The prosecution alleges that Ecclestone ultimately funneled the money to Gribkowsky in exchange for the bank executive's brokering a deal with a company that was acceptable to the veteran F1 commercial mastermind. The London-based capital investment firm CVC ultimately bought the rights in 2006, keeping Ecclestone on as the commercial face of F1. Despite taking on a reduced role after his indictment by the Munich court, Ecclestone currently remains in the position.
Ecclestone's lawyers portray the payment more as hush-money, saying that Gribkowsky had threatened the billionaire with tax investigations unless he played along. Ecclestone himself once described this as a "subtle shakedown" - saying that, although he owed no taxes, an investigation alone could have cost him billions.
'Flags of battle were flying'
The prosecution might have hoped for more from Gribkowsky, himself close to the prospect of parole in his eight-and-a-half-year sentence, after the banker's last-gasp confession in his own trial in 2012. Having fought the charges for months, Gribkowsky then described the prosecution's version of events as "essentially true."
On Friday, however, the 56-year-old's testimony seemed broadly supportive of Ecclestone's version of events.

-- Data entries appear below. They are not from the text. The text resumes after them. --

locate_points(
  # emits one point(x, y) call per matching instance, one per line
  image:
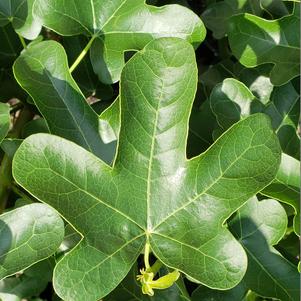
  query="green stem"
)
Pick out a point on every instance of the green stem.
point(156, 266)
point(146, 256)
point(82, 54)
point(6, 178)
point(22, 41)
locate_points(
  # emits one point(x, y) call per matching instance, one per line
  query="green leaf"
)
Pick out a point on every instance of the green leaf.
point(129, 289)
point(4, 120)
point(201, 126)
point(28, 234)
point(10, 145)
point(10, 46)
point(19, 12)
point(109, 122)
point(118, 26)
point(257, 80)
point(255, 41)
point(31, 282)
point(216, 16)
point(60, 101)
point(259, 226)
point(286, 186)
point(231, 101)
point(284, 110)
point(152, 193)
point(206, 294)
point(83, 74)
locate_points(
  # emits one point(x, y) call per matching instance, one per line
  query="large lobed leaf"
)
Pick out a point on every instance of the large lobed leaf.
point(152, 193)
point(28, 234)
point(118, 26)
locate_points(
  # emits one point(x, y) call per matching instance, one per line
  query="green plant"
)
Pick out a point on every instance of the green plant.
point(179, 183)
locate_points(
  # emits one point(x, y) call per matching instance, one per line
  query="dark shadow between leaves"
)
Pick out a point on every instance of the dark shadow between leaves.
point(67, 112)
point(263, 259)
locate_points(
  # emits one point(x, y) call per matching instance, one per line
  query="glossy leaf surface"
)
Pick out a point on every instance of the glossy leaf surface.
point(4, 120)
point(19, 12)
point(231, 101)
point(129, 289)
point(286, 186)
point(60, 100)
point(259, 226)
point(255, 41)
point(29, 283)
point(152, 193)
point(28, 234)
point(217, 15)
point(118, 26)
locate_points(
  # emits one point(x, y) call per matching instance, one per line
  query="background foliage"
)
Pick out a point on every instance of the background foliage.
point(60, 69)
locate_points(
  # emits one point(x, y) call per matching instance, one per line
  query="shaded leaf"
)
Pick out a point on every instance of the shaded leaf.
point(109, 122)
point(259, 226)
point(231, 101)
point(124, 204)
point(255, 41)
point(118, 26)
point(10, 46)
point(19, 12)
point(286, 186)
point(216, 16)
point(4, 120)
point(28, 234)
point(60, 101)
point(10, 146)
point(30, 283)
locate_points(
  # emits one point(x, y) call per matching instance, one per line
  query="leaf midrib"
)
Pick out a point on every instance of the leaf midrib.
point(203, 192)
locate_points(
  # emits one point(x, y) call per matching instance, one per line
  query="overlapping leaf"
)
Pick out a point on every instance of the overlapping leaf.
point(28, 234)
point(286, 186)
point(231, 101)
point(4, 120)
point(129, 289)
point(118, 26)
point(19, 12)
point(255, 41)
point(152, 193)
point(30, 283)
point(259, 226)
point(58, 97)
point(217, 15)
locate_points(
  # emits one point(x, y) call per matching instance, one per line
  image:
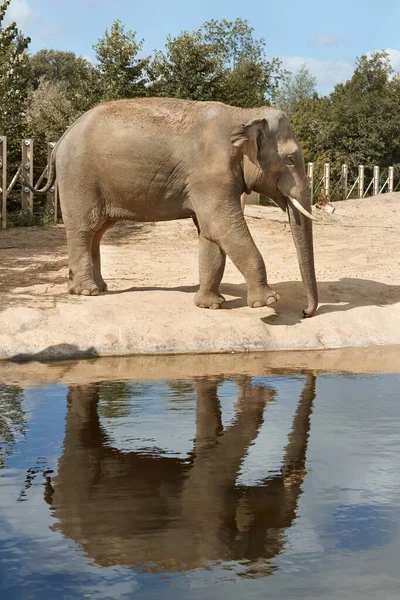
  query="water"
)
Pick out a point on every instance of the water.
point(275, 486)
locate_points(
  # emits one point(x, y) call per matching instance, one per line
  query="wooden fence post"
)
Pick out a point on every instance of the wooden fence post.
point(3, 180)
point(52, 196)
point(390, 179)
point(27, 174)
point(343, 181)
point(327, 177)
point(375, 190)
point(360, 181)
point(310, 175)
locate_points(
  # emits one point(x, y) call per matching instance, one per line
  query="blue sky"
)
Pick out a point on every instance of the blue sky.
point(327, 36)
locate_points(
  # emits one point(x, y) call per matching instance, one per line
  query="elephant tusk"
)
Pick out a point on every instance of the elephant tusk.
point(299, 207)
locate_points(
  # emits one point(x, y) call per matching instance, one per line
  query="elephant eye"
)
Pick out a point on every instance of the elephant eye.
point(289, 160)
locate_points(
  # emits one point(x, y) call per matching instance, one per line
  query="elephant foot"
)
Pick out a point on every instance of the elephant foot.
point(84, 288)
point(101, 284)
point(262, 297)
point(208, 300)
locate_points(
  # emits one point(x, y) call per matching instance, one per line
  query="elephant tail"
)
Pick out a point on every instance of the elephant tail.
point(51, 176)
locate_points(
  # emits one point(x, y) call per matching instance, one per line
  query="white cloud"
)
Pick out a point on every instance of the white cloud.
point(28, 20)
point(330, 72)
point(327, 72)
point(19, 11)
point(394, 57)
point(328, 40)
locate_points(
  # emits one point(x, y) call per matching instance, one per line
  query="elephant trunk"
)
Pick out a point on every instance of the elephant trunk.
point(301, 227)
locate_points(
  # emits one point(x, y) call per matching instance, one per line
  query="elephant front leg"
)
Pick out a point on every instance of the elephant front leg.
point(228, 229)
point(211, 270)
point(81, 280)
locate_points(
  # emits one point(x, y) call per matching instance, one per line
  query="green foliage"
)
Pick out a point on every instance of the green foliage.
point(14, 80)
point(359, 123)
point(42, 94)
point(121, 71)
point(249, 78)
point(220, 61)
point(189, 69)
point(294, 88)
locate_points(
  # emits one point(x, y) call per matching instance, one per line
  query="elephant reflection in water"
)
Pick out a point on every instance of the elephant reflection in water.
point(156, 512)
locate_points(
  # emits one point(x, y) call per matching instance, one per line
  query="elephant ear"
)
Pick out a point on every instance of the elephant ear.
point(250, 138)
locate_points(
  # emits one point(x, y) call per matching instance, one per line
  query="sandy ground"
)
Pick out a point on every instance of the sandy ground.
point(151, 271)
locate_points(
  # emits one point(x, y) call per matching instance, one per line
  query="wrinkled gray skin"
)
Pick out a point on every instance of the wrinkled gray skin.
point(160, 159)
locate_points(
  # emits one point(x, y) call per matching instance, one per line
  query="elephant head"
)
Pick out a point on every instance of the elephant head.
point(274, 167)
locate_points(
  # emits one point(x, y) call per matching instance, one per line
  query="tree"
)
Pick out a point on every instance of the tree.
point(14, 79)
point(189, 69)
point(122, 74)
point(57, 66)
point(50, 111)
point(295, 88)
point(249, 78)
point(220, 61)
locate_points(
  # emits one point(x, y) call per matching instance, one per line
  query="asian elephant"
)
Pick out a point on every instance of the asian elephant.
point(160, 159)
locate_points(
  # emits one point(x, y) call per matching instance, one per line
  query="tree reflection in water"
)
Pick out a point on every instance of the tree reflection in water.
point(162, 513)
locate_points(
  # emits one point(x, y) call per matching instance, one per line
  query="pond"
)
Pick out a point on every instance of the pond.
point(278, 485)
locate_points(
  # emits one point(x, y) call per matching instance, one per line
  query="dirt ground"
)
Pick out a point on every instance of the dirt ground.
point(151, 271)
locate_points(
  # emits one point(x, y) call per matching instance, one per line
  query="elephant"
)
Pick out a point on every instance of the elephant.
point(160, 512)
point(161, 159)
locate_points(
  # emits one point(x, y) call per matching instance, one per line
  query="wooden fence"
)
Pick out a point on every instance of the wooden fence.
point(25, 171)
point(321, 183)
point(381, 181)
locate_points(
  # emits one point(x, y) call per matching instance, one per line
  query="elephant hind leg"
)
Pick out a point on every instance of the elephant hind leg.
point(81, 280)
point(211, 270)
point(96, 261)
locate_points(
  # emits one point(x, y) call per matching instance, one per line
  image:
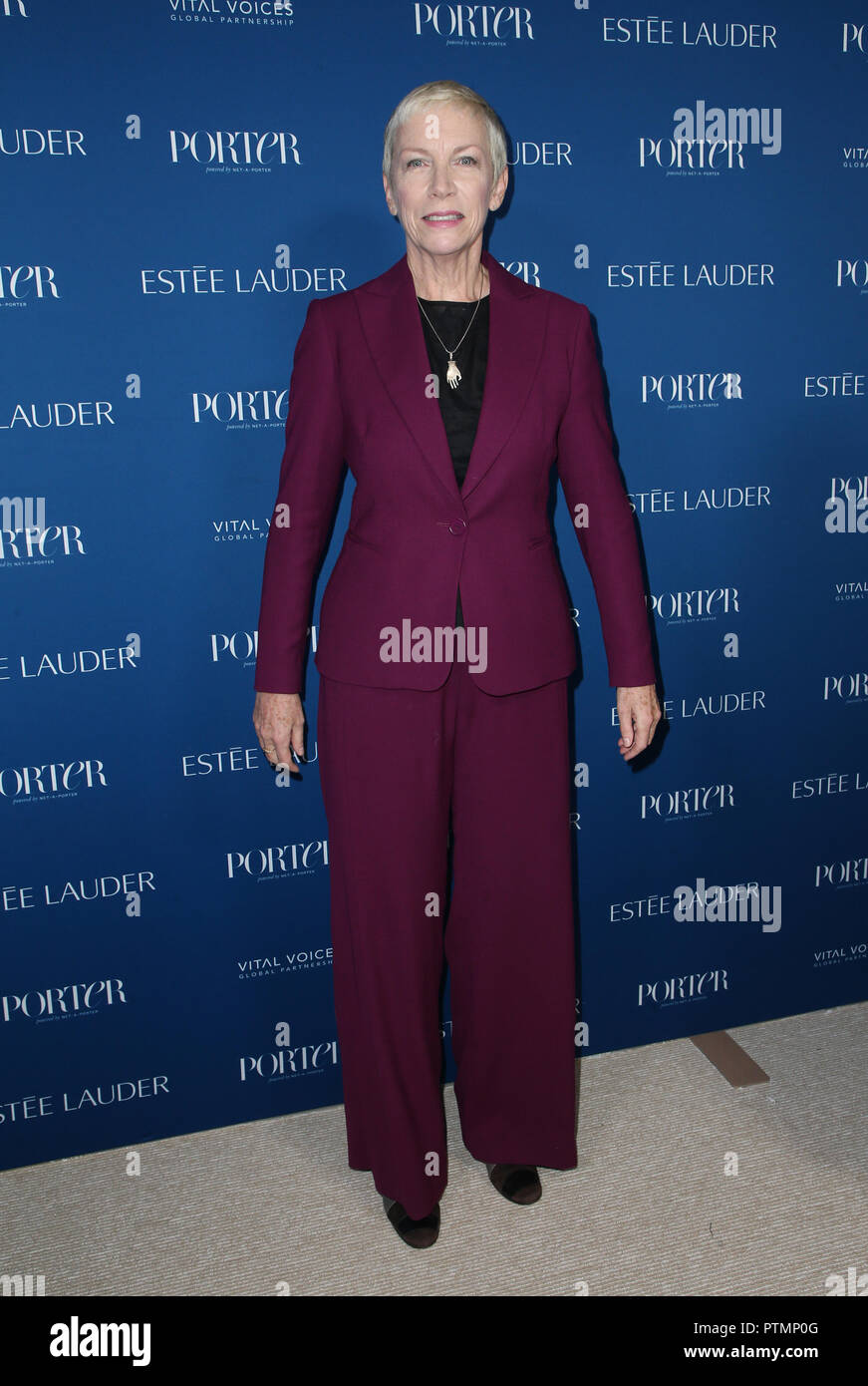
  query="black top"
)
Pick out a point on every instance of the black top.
point(458, 406)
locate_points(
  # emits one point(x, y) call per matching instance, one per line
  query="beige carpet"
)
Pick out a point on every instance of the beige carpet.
point(650, 1211)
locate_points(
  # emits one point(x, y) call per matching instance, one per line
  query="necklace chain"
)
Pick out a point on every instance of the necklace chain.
point(452, 374)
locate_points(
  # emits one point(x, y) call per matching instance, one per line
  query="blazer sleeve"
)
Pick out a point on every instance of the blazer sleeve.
point(608, 542)
point(309, 479)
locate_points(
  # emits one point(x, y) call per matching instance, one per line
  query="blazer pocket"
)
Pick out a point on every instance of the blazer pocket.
point(363, 542)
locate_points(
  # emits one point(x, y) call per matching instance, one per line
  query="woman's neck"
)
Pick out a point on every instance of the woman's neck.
point(455, 287)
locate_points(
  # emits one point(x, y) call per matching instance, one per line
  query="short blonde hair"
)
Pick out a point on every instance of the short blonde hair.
point(431, 92)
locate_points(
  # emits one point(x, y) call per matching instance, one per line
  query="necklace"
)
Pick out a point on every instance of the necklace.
point(452, 374)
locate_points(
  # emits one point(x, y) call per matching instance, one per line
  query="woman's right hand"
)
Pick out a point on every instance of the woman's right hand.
point(280, 727)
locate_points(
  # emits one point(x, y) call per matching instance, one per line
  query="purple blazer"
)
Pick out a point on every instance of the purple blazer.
point(360, 393)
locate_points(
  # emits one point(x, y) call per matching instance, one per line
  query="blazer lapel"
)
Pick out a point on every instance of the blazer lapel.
point(392, 327)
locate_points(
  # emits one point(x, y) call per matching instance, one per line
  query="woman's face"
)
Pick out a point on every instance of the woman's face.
point(441, 179)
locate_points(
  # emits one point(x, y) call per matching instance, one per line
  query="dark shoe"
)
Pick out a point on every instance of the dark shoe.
point(417, 1232)
point(518, 1183)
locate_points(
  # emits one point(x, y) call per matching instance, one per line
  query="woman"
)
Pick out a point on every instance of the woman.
point(450, 388)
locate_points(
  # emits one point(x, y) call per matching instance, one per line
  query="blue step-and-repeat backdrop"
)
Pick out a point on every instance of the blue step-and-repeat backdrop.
point(180, 177)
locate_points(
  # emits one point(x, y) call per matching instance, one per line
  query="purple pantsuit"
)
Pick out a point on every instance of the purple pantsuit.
point(391, 760)
point(403, 742)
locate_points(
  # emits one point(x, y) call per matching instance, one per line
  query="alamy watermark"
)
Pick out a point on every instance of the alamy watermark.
point(728, 903)
point(434, 645)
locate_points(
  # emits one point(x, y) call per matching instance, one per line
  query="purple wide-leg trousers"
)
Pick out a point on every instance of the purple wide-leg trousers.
point(394, 764)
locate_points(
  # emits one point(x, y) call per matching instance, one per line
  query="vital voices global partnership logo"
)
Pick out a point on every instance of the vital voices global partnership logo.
point(233, 14)
point(302, 959)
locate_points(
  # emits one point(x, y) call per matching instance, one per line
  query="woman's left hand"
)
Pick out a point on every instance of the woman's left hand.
point(639, 714)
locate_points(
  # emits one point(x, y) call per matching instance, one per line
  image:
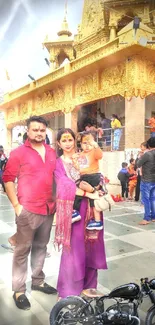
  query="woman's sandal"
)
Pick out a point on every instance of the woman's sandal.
point(91, 293)
point(144, 223)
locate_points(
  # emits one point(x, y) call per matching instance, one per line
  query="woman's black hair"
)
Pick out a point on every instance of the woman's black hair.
point(59, 135)
point(36, 118)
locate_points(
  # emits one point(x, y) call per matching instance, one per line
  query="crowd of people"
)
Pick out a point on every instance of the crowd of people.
point(138, 179)
point(67, 182)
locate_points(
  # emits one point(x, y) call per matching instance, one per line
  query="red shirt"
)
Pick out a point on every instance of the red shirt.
point(35, 177)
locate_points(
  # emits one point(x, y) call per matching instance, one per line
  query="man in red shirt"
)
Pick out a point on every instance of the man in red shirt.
point(33, 165)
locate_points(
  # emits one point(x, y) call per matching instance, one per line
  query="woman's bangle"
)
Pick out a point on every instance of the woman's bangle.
point(15, 205)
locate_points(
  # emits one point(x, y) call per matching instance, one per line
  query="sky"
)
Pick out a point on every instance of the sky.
point(23, 27)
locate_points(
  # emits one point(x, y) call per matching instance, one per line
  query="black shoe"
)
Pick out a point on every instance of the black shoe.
point(22, 302)
point(46, 289)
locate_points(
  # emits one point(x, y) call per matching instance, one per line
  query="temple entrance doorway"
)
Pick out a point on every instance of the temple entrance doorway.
point(99, 112)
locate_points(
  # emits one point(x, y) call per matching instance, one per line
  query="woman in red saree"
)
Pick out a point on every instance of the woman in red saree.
point(82, 253)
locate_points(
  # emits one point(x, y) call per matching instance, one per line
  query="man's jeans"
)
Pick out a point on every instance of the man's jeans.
point(148, 199)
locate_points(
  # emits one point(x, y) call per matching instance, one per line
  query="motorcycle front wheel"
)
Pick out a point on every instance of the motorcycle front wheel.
point(69, 311)
point(150, 317)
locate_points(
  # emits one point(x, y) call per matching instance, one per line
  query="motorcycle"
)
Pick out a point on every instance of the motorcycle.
point(75, 310)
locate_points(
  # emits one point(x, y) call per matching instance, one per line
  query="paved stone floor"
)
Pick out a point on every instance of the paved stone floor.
point(130, 250)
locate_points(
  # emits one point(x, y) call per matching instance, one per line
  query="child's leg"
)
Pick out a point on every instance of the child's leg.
point(76, 207)
point(96, 223)
point(126, 191)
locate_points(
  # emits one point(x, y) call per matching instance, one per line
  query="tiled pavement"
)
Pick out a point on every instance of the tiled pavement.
point(130, 252)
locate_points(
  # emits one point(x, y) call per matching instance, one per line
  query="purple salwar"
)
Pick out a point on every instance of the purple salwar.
point(79, 264)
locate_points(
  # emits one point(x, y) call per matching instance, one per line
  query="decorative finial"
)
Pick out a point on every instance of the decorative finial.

Gribkowsky, the flashy risk management officer for the staid bank owned by the state of Bavaria, told the court how his employers wanted him to play hardball with Ecclestone.
"You need to be nasty if you want to get your own way. As the chief risk officer of a bank, you're not exactly everybody's darling," Gribkowsky said.
He described early efforts on both sides to assert authority, such as a gruff phone call ordering that he visit Ecclestone's office posthaste, and his own move to sit in the 83-year-old's chair and light up a cigarillo. Gribkowsky recalled an instant where he said he presented Ecclestone with a paper whose contents he knew would put pressure on the Briton, albeit saying he no longer remembered the information.
"The flags of battle were flying," Gribkowsky told the court.
Following this early friction, Gribkowsky said he opened discussions with major car manufacturers, simultaneously the sport's key contributors and sponsors at the time, on how to limit Ecclestone's longstanding influence. Teams periodically display dissatisfaction with their cut of F1's proceeds - funds are raised centrally by Ecclestone and then distributed, largely based on performance - and Gribkowsky said he initially sought to foment this unrest.
'I will take care of you'
By 2005, Gribkowsky said, his relationship with Ecclestone had picked up - a development that coincided with Ecclestone's quashing F1's breakaway rumors of the era by getting the key manufacturer Ferrari in his corner, thus weakening the other competitors' hands.
"I realized Formula One can't exist without Mr. Ecclestone," Gribkowsky said, adding that, at this point, Ecclestone told him: "I will take care of you." He said that he had inferred this comment to mean the prospect of a job in F1, an opportunity that would have appealed to him.
In charge of the financial side of Formula One since the 1970s, to a greater or lesser extent, Ecclestone could face a maximum of 10 years in prison if convicted of bribing Gribkowsky. The case has been scheduled around Ecclestone's F1 responsibilities, meaning the 26 trial days currently allocated are scheduled to run into September. The next F1 race is the Spanish Grand Prix at the Circuit de Catalunya on Sunday.